Le Maroc n'a procédé à aucune exécution depuis 1993, maintenant un moratoire de facto sur la peine de mort. Le cadre juridique du pays permet toujours la peine capitale pour certains crimes, mais en pratique, les tribunaux continuent de prononcer des condamnations à mort, qui sont ensuite commuées en réclusion à perpétuité par grâce royale.

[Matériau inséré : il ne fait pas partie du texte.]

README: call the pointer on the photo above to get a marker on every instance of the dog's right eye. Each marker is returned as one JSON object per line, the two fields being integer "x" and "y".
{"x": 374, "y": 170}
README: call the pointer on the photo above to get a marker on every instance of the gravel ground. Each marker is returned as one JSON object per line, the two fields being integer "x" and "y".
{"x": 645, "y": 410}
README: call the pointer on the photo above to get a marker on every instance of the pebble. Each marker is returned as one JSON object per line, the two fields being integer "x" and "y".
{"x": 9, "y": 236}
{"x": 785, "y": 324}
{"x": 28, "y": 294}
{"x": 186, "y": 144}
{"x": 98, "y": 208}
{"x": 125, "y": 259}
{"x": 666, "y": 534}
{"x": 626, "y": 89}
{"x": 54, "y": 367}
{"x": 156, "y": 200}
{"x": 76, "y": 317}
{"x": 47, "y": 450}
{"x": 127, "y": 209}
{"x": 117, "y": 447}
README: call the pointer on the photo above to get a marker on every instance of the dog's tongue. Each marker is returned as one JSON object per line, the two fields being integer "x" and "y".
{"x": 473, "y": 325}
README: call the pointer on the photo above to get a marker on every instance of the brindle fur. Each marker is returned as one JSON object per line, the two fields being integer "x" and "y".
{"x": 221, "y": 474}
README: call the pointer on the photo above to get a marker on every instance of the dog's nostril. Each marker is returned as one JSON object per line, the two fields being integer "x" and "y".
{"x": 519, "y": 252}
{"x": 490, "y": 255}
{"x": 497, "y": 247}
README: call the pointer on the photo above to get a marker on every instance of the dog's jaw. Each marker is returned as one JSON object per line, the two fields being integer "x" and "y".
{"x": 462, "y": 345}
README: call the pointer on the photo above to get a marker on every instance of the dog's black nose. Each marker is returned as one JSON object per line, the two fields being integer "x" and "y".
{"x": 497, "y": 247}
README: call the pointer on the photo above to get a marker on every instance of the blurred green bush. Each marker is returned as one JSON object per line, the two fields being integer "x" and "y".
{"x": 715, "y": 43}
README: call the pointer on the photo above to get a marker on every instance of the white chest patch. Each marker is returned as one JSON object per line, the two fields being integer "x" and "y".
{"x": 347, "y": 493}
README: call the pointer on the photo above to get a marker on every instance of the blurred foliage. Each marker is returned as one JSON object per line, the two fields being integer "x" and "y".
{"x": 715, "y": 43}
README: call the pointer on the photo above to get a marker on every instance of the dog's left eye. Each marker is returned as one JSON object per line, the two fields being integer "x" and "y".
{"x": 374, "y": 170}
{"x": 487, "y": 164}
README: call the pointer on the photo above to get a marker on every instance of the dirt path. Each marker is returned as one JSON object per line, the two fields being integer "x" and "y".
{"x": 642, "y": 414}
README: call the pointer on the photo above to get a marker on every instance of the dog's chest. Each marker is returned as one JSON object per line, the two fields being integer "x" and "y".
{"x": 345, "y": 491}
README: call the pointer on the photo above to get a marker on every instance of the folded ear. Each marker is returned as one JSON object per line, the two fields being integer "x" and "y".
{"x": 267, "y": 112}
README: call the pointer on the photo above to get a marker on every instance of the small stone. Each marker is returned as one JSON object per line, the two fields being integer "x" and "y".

Selon des rapports d'organisations de défense des droits de l'homme et du gouvernement marocain, le nombre de prisonniers dans le couloir de la mort a fluctué, avec des estimations autour de 80 à 100 personnes ces dernières années. La dernière exécution a eu lieu en 1993 sous le règne du roi Hassan II.
En 2024, le gouvernement marocain a annoncé un dialogue national sur la peine de mort, impliquant les institutions constitutionnelles, les partis politiques et la société civile. Cette initiative vise à évaluer l'opinion publique et les réformes juridiques concernant l'abolition. Le dialogue se poursuit à la mi-2026, sans changement législatif définitif pour l'instant.
Sur le plan international, le Maroc a voté en faveur des résolutions de l'ONU appelant à un moratoire sur les exécutions, s'alignant sur les tendances mondiales vers l'abolition. Cependant, le soutien public à la peine de mort reste important, en particulier pour les crimes impliquant le terrorisme et le meurtre.